Monday, 9 June 2014

#BringBackOurGirls: Operation Entebbe and Why Our Government May Not Be Sincere


On the 4th of July 1976, commandos of the Israel Defense Forces (IDF) carried out a counter-terrorist hostage-rescue mission at Entebbe Airport in Uganda. The mission, which has been tagged Operation Entebbe, was carried out to rescue Israeli hostages who had been kidnapped a week earlier by members of the Popular Front for the Liberation of Palestine and the German Revolutionary Cells who had hijacked an Air France plane with 248 passengers which was going from Athens to Paris. After hijacking the plane, the terrorists flew the plane to Entebbe and were personally welcomed by Idi Amin. The hijackers separated the Israelis and Jews from the larger group and forced them into another room. The non-Israelis were later released while over 100 Israelis and Jews and the non-Jewish pilot were held hostage. The hijackers threatened to kill the hostages if their prisoner release demands were not met.

The Israeli Mossad built an accurate picture of the whereabouts of the hostages, the number of terrorists, and the involvement of Ugandan troops from the released hostages in Paris. While planning the military operation the IDF erected a partial replica of the airport terminal with the help of civilians who had helped build the original. After days of planning, Israel dispatched four Hercules C-130H cargo planes carrying 100–200 soldiers and escorted by Phantom jet fighters. The aircrafts secretly flew to Entebbe Airport at midnight without being detected by Entebbe air traffic control. During the operation which lasted 90 minutes, all seven of the militants were killed, three hostages and one Israeli soldier was killed. Jean-Jacques Maimoni, a 19-year-old French immigrant to Israel who chose to identify himself as an Israeli Jew to the hijackers even though he also had a French passport—stood up and was killed when Israeli company commander Muki Betzer and another soldier mistook him for a hijacker and fired at him. Another hostage, Pasco Cohen, 52, the manager of an Israeli medical insurance fund, was also fatally wounded by gunfire from the commandos. In addition, a third hostage, 56-year-old Ida Borochovitch, a Russian Jew who had emigrated to Israel, was killed in the crossfire. The only Israeli commando killed in the operation, Lieutenant Colonel Yonatan Netanyahu, elder brother of former Israeli Prime Minister, was shot in the chest bu a Ugandan sniper, when the assault team was putting the passengers in their aircraft.

If Israel can fly past many countries to rescue Israelis held hostage in a heavily guarded airport, isn’t it surprising that Nigeria’s security forces have been unable to rescue hostages who are being held in a forest on Nigerian soil?
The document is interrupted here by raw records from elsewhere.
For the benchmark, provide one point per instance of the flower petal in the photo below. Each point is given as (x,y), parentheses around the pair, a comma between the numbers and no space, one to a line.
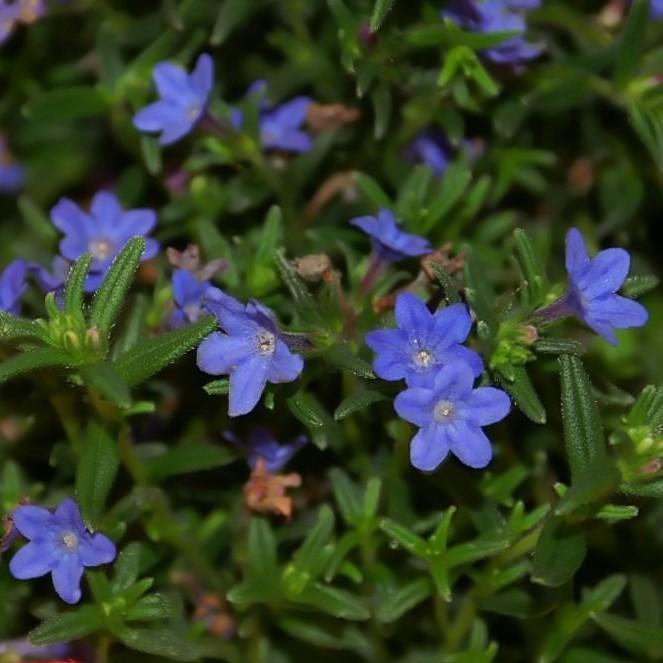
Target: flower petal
(247,382)
(219,354)
(429,447)
(285,366)
(606,273)
(33,560)
(96,549)
(415,405)
(66,576)
(469,444)
(31,521)
(487,405)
I am not an intelligence or security expert but I think it is easier to rescue hostages being held in the open than hostages being held in a building because the assault force can attack the camp from all sides, including the air at once. I believe a surprise attack will catch the abductors unaware that they will not have time to harm the girls. That is my layman submission. So when the Chief of Defence Staff came out to announce that the military knows where the girls kidnapped by Boko Haram are but will not attempt a rescue, I find it difficult to believe that Nigerian forces know where these girls are. Is the government saying that there has been no movement in and out of Boko Haram’s camp in Sambisa? Those heavy artillery behind Shekau in his videos cannot move around without soldiers who are looking for him and his acolytes noticing. Have the terrorists not been receiving food supplies? And if truly they have not been getting food supplies, then they must be physically weak already.
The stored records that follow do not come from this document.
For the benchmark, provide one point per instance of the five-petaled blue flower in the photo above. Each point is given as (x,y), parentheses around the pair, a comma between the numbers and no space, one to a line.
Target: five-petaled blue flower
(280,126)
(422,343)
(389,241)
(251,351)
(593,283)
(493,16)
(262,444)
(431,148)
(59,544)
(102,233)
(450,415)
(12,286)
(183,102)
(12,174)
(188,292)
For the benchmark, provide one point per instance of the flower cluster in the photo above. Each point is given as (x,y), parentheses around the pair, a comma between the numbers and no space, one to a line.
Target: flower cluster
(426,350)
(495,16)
I think the government is hiding something. I think our government does not know what to do. I think our government may even be misleading the foreign experts who have come to help secure the release of these girls. Are we sure Abubakar Shekau does not have a direct line to President Jonathan? We are not even sure what to think.

Is it not a pity that the values of the majority of those in government in Nigeria are different from those of government officials of some other nations? But I want to call on the government to tell us the true state of things with these girls because whether they do or not, the truth will eventually be known. Please read the statement of the Israeli Ambassador to the United Nations after the raid on Entebbe and then ask yourself if our government shares the same values:

“…we are proud of what we have done because we have demonstrated to the world that a small country, in Israel's circumstances, with which the members of this Council are by now all too familiar, the dignity of man, human life and human freedom constitute the highest values. We are proud not only because we have saved the lives of over a hundred innocent people—men, women and children—but because of the significance of our act for the cause of human freedom.”

Have you seen the mindset of a government that cherishes human life? Can you say the same about our government?